The Lord of the Rings: The Fellowship of the Ring (2001)
Bored of the rings
Seeing the movie was a visual treat, all right. But. Tolkien started an entire genre and a fantasy industry: not only books, but also games, comic books, cartoons, video games, and movies. This industry has become so much part of our culture that words like "Hobbit" and "Orc" are common in our language. And you know what? I've had enough already.

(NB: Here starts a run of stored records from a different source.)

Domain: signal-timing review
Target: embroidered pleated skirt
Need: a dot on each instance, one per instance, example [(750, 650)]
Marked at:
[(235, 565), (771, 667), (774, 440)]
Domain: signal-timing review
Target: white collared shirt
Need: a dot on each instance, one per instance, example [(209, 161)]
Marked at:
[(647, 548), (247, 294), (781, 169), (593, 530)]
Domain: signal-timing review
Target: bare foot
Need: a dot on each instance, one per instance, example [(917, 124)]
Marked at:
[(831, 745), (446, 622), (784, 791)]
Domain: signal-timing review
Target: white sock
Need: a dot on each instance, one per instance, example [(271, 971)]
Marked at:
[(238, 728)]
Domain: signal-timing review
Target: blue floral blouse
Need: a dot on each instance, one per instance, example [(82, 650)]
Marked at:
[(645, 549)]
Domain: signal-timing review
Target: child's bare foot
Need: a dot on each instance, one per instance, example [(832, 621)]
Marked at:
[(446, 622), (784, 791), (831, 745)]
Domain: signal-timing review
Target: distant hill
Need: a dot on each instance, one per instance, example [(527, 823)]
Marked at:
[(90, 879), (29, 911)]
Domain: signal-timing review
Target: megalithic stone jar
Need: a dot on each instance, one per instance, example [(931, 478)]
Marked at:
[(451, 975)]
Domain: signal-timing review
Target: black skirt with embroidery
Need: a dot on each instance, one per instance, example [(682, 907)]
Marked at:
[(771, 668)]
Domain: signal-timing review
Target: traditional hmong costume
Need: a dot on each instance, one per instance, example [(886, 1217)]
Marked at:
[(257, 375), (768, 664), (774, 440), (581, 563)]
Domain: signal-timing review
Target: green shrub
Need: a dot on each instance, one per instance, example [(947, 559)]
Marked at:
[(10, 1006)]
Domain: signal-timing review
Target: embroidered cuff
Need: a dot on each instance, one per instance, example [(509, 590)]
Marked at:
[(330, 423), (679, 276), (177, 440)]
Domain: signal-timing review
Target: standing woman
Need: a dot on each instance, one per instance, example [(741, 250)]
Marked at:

The plot moved every-so-slowly forward. The characters (looking entirely predictable) made their predictable speeches. There was very little interesting about any of them, and very little life in any of them, with the possible exception of Frodo. The Hobbits, short with round faces, gawped in wide-eyed amazement. Gandalf squinted his eyes below his pointy wizard hat. Queen Cate Blanchett, the most dreary caricature of an actress filled the screen for far too long.
Scary Movie (2000)
Jiggle porn and visual puns
Scary Movie is great if you enjoy seeing a movie that contains references to other movies. Oh yes, and if you find it amusing to hear the characters talk about oral sex. Otherwise, this is a banal and tired teen jiggle porn movie that consists of sophomoric self-references and second rate smut. It's not even pornographic. Scary Movie is a kind of a Meatballs or Porky's revenge in a slasher context. It has no plot, no characters, nothing visual, and no music.
Cotton Mary (1999)
Sensitive look at complexity of British colonialism
A sensitive look at the difficulties faced by a woman in colonial India, during the period when nationalism was starting to set in. The story opens with an India-born Englishwoman who goes into labour, is taken to the hospital, and gives birth to a sickly child. When it turns out that her milk doesn't come in, a nurse with mixed British/Indian heritage takes pity on her, finds a wet nurse, moves into her house, and begins to manipulate the situation to her own advantage.
As the story progresses, the husband's infidelity and disassociation is presented, as is the blindness of the wife, and the racist superiority of the expatriate British community. The Englishwoman's preteen daughter turns out to be the voice of reason who opens the woman's eyes to the situation as it is.
This is a slow-paced visually interesting story that focuses a great deal of attention on nurturing and nursing, and the complexity of a materially richer culture clashing and feeding on a materially poorer one.